This is a data scraping project that sources data from the Houzz e-commerce platform, the CNN YouTube channel, and the TedTalk official website. The implementation uses the Apache Beam framework to build an ETL pipeline and write the results into an Elasticsearch database. The final step visualizes the crawler results using Kibana.
[Data Engineering] Build a web crawling ETL pipeline with Apache Beam + Elasticsearch + Kibana
-
Create a .env file with following configs
Note that YOUTUBE_API_KEY you can easily create one for yourself from YouTube Data API v3.
ES HOST, USERNAME, PASSWORD can also be modified, but you'll need to do the corresponding work on docker-compose-elk.yaml
YOUTUBE_API_KEY={CREATE-ONE-FOR-YOUSELF}
ES_HOST=http://es-container:9200
ES_USERNAME=elastic
ES_PASSWORD=elastic
- Create a virtual environment for testing
conda create -n search_engine python=3.8
conda activate search_engine
- Download SentenceTransformer pretrain model from HuggingFace
You'll be able to find sentence_embedding_model.pth file in model folder after execute following commands.

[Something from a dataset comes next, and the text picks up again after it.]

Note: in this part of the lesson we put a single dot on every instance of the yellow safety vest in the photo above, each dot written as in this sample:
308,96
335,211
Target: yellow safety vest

If you are using M1 MacOS, and facing issue "Library not loaded: @rpath/libopenblas.0.dylib".
Try
conda install openblas
before you run below.
cd ./hwf-search-etl
pip install -r requirements.txt
python ./model/download_pretrain_model.py
- Build Elasticsearch & Kibana Service
visit http://127.0.0.1:9200 for elasticsearch
visit http://127.0.0.1:5601 for kibana
check docker container by 'docker ps'
check elk_elastic network exists by 'docker network ls'
cd ./elk
docker-compose -f docker-compose-elk.yaml up -d
docker ps
docker network ls
- Build Pipeline images
cd ./hwf-search-etl
docker build --tag search-etl -f Pipeline.Dockerfile .
docker images
- Run Pipeline
- export RUN_MODE=local | beam
- export DATA_SOURCE=houzz | news | tedtalk
In average, it'll take around 20 mins for crawling a single source for the most recent 5000 docs.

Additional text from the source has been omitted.